The most offensive aspect of the film, that truly betrays director’s lack of depth and understanding of history, literature, politics and gender issues, is the climax. A tale of prostitutes and a brothel never touched upon the economics but suddenly turned into a patriotic mode. A bunch of women took up arms to defend their home/land. The characters gave rousing speeches about their sense of belonging and living with dignity turning the building into a space of woman empowerment.

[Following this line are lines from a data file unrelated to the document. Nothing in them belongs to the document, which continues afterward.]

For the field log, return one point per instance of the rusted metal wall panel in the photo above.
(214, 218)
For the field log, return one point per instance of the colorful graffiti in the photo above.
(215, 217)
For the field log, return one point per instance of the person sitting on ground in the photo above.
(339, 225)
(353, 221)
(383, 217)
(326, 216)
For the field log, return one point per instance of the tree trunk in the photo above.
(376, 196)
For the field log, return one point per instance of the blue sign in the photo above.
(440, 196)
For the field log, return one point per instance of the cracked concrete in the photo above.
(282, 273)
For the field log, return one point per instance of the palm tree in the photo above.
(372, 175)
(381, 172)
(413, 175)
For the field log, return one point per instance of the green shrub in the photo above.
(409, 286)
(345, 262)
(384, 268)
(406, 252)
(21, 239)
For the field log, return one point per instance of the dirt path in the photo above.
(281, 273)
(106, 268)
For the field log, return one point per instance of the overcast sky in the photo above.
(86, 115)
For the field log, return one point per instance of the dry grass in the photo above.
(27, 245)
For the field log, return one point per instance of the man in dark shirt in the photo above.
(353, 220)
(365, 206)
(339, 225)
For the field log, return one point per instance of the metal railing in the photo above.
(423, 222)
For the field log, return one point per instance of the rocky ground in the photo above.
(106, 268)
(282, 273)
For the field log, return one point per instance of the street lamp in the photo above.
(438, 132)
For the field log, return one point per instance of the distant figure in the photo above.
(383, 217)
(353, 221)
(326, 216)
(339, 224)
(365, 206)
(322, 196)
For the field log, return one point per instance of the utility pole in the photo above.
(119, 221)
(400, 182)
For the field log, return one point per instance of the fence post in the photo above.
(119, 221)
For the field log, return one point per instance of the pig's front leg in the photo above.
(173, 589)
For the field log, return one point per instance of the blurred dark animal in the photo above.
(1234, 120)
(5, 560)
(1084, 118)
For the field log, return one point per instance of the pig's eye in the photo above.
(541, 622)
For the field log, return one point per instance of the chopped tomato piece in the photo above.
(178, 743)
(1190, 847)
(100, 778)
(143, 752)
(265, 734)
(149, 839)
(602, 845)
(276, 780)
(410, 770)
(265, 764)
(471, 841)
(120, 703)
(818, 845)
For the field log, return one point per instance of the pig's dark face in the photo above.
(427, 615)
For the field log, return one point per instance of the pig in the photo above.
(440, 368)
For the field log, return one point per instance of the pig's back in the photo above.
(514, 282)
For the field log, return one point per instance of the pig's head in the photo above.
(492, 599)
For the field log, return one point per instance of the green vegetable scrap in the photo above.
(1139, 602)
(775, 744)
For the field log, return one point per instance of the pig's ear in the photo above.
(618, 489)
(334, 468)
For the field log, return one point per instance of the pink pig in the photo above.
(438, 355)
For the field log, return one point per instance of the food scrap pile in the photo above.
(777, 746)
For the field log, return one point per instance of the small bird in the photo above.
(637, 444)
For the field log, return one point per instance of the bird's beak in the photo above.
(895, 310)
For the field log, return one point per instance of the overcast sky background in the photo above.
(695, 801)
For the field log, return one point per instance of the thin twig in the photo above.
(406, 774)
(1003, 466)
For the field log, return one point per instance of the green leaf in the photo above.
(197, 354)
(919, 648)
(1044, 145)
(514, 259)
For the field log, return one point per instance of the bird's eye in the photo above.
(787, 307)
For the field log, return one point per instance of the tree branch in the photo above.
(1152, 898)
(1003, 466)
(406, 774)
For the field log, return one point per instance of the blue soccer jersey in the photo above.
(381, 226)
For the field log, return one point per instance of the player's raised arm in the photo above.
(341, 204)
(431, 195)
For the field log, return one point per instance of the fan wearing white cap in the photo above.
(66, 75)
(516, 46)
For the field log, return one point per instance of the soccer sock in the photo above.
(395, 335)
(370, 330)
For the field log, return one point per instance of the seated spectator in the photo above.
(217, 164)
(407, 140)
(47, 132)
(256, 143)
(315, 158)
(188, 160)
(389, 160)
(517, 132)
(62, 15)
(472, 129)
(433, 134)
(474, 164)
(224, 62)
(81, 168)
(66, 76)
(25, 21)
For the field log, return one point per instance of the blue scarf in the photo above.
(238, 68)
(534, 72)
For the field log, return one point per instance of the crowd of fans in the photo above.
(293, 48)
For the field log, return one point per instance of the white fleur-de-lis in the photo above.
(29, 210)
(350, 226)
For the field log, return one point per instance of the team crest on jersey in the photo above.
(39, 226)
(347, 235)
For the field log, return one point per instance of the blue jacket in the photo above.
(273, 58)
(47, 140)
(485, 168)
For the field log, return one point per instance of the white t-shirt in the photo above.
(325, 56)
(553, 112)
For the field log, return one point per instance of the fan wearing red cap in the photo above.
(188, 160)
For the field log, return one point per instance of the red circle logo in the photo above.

Consequently it makes one cringe when it becomes clear that the entire scheme of things is controlled by the Nawab who has rights over every girl, especially the new ones, before anyone else. And finally, after defying a lot of laws of physics, the women realize that death and destruction of their property is inevitable. And in an apparently spit-in-the-face-of-males move, they turn back into the flaming house where the elderly woman reads out the myth of Padmini who along with other Rajput women jumped into the flame to escape the predicament in the hands of Muslim invaders. As the film ends, the screen lights up with the brothel on fire with the prostitutes awaiting their fate inside and the voice of the elderly woman played by Lily Chakraborty can be heard, “Jai Mahasati-r jai!” (a rousing call in the celebration of Sati system).
Thus, Srijit Mukherjee brings together a band of women suffering the worst of oppressions from the feudal-patriarchal system and tries to project them as poster girls of liberation and empowerment. And their moment of death is equated with the worst of ancient systems of Patriarchal/Brahminical domination where a widow’s death is celebrated by the society. And the director projects it as their final moment of victory.
And then the audience stood up and clapped.